Nascida em Salta, Argentina, em 1957, reside no Paraguai desde 1984. É escritora, crítica de arte, editora e curadora independente. Vice-presidente da AICA (Associação Internacional de Críticos de Arte, com sede em Paris), tendo sido presidente da AICA Paraguai (2008-2012) e presidente do Comitê Organizador de 44 de Publicações da AICA Internacional e presidente da AICA Fellowship Fund Commission e organizadora do Prêmio AICA Internacional de Incentivo a Jovens Críticos. É correspondente de Arte para o Día Internacional (Miami-Buenos Aires) e ArtCrónica (La Habana).
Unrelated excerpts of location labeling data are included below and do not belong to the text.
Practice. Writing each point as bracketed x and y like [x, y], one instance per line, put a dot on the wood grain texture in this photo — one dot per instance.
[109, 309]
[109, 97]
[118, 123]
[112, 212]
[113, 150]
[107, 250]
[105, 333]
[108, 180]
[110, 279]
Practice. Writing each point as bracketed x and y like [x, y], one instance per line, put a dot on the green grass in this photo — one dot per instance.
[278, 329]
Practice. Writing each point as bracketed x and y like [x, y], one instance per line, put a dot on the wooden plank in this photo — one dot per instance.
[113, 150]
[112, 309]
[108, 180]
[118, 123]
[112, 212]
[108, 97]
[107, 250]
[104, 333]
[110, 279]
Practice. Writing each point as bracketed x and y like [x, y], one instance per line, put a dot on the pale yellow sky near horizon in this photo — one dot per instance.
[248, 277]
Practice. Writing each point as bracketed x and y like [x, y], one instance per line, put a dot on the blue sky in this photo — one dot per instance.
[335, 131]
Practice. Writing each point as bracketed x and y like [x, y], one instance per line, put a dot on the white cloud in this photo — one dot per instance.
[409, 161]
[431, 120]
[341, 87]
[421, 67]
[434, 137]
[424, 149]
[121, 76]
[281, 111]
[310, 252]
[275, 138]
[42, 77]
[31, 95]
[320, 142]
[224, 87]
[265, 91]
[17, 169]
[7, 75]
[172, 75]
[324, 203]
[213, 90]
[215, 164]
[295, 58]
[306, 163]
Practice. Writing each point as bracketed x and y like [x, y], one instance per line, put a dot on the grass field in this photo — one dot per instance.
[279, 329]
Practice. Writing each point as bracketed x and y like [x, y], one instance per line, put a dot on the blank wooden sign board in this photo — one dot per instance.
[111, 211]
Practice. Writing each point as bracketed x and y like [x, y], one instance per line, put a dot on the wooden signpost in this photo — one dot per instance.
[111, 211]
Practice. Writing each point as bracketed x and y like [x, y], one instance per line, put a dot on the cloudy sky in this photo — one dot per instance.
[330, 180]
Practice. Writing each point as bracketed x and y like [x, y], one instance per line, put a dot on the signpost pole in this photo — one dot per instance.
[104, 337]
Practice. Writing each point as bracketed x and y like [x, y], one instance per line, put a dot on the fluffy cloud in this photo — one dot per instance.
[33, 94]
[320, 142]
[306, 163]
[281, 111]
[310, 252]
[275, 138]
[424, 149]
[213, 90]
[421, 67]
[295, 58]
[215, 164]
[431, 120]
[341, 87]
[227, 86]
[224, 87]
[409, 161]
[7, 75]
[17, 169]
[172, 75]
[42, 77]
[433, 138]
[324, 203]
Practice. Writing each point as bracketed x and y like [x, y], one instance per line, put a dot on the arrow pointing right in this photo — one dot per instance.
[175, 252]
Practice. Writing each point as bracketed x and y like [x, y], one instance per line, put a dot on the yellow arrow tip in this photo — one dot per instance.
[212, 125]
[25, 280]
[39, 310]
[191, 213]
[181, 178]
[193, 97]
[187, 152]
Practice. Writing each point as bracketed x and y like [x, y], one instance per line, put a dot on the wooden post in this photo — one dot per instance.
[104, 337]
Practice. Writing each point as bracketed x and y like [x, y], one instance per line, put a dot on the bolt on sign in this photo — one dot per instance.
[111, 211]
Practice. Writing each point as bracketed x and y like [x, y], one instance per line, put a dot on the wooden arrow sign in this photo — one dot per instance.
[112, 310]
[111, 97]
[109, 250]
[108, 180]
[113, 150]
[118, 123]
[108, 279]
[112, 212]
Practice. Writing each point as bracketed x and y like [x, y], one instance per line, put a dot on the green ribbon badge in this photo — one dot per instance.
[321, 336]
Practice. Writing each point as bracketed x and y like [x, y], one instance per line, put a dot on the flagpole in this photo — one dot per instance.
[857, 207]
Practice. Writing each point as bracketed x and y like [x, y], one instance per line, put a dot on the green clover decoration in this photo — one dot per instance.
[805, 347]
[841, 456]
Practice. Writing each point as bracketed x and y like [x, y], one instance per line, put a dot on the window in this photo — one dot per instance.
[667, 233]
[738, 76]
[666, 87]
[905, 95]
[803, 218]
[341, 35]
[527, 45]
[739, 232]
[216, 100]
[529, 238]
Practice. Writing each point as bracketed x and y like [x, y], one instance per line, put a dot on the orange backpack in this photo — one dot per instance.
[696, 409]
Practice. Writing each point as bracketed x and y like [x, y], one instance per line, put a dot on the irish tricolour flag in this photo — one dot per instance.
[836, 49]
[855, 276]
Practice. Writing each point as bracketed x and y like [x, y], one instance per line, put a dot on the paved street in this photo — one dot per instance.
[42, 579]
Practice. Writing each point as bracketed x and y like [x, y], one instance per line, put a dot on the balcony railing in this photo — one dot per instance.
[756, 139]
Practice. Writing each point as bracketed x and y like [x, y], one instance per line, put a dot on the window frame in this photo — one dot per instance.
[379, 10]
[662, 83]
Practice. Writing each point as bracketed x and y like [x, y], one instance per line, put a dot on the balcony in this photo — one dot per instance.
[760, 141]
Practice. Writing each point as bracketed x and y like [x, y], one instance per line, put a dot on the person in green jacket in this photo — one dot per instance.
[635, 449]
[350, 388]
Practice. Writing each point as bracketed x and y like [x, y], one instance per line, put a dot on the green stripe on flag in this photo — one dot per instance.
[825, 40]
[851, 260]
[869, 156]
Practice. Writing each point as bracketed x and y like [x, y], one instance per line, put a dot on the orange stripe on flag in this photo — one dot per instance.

Seus textos foram reunidos em livros, catálogos, revistas e edições coletivas no Paraguai e no exterior. As principais publicações de sua autoria são: Pátios proibidos, 2008; Coleção privada [escritos sobre artes visuais no Paraguai], 2005; Zona de silêncio, 2005; Lugares comuns: Octavio Paz ou o Outro que somos, 2003; e Jacinto Rivero: Dez experiências, 2002. Dirige um escritório de projetos editoriais com mais de 50 publicações sobre arte e estética, literatura e ciências sociais. Além de inúmeras curadorias individuais, foi cocuradora da 6ª edição em 2011, curadora-geral adjunta da Trienal do Chile 2009 e de Outras Contemporaneidades Convivências problemáticas, IV Bienal de Valência, 2007, e também curadora pelo Paraguai na X Bienal de Cuenca, 2009.


Angelo Luz Prêmio Jovens Curadores


Nascido em 1982, iniciou suas pesquisas como investigador do corpo na Filosofia e na Educação Física (2001-2004). Optando pela prática da performance, estudou técnicas de interpretação e dança contemporânea, sendo bolsista da Casa Hoffmann - Centro de Estudos do Movimento, entre 2004 e 2006. Participou de residências no Danspace Project / New York (2005) e Fabbrica Europa / Itália (2006). Desenvolveu pesquisas de tecnologias aplicadas ao corpo do performer, entre 2007 e 2009, com suporte da Fundação Cultural de Curitiba (FCC), coordenando atividades como o 220VP - Grupo de estudos em vídeo e performance. Bacharel em Artes Visuais pela UFPR (2008-2011), foi exchange student da SHBK Städelschule Frankfurt (2010-2011). Publicou artigos nas áreas de estudos de gênero, tecnologias aplicadas ao corpo e história da performance. Iniciou-se como curador em 2012, em projeto desenvolvido junto ao Museu de Arte Contemporânea do Paraná, ano em que coordenou a plataforma itinerante Descontrole Remoto - Rede Nacional FUNARTE 8° Edição, e foi integrante da Bolsa Produção para Artes Visuais #5 da FCC. Em 2013, integra os grupos curatoriais do CUBIC - Circuito Universitário da Bienal Internacional de Curitiba e Jovens Curadores / Bienal de Curitiba, além de projetos artísticos diversos. Vive e trabalha em Curitiba, Brasil.


Debora Santiago Prêmio Jovens Curadores


Debora Santiago é mestre em Artes Visuais pela Universidade de Santa Catarina. Artista, vem realizando exposições no Brasil e exterior desde 1994, possui obras nas seguintes coleções públicas: Fundação Cultural de Curitiba, Museu Alfredo Andersen, Museu de Arte Contemporânea do Paraná e Museu da Universidade Federal do Paraná em Curitiba; Museu de Arte Contemporânea / Centro Dragão do Mar de Arte e Cultura, Fortaleza, e Fundação ARCO, Madri, Espanha. Tem experiência em curadoria, produção de exposições e eventos de arte em instituições públicas e privadas (Ybakatu Espaço de Arte e SESC em Curitiba, Southbank Centre em Londres, Feiras de Arte em São Paulo, Lisboa e Madri, entre outras). Vem dedicando-se também à atividade didática.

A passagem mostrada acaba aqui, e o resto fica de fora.